迷惑をかけてはいけないなんて思って、しかし身体は動いてくれない。
彼女の髪は少し乱れていて、慌てて来てくれたのがなんとなくわかった。
誰も助けに来てはくれないと思っていた。
一人で生きていかないといけないと。
母も父も助けに来てはくれなかったから。
だけど、彼女はそこにいて自分を救おうとしてくれている。
(こんなことが自分にもあるのか)
心の中が暖かいもので満ちていく。
救われた、と思った。
生きていけるかもしれない。
悲しみと苦しみに満ちた世界でも、もしかしたらなんとかやっていけるかもしれないって。

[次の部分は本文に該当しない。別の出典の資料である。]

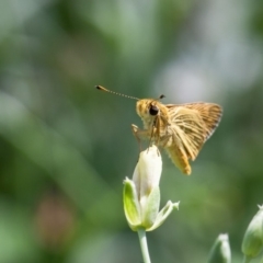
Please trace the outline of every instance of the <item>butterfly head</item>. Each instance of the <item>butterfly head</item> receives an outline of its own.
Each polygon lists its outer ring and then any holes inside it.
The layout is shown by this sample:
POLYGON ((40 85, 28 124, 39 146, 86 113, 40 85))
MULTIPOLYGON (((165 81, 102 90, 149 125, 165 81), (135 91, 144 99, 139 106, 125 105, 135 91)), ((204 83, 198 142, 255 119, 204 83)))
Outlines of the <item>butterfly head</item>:
POLYGON ((136 112, 145 123, 151 123, 157 117, 168 115, 167 107, 152 99, 139 100, 136 104, 136 112))

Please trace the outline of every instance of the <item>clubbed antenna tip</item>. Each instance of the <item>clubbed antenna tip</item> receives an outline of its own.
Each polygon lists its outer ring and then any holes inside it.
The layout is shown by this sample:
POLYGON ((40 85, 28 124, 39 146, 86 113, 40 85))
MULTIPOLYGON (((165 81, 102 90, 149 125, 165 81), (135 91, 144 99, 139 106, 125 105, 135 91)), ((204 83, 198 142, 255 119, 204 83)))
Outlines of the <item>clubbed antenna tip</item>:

(この子のためなら、自分はすべてを失っても構わない)
彼女が自分を見ていなかったとしても。
この子を見ているだけで自分は幸せだから。
すべてを捨ててでも、君が幸せに笑える未来を作る。
シオンは決意している。
自分の安息は、そこには含まれていなくて。
でも、それでいいと思っている。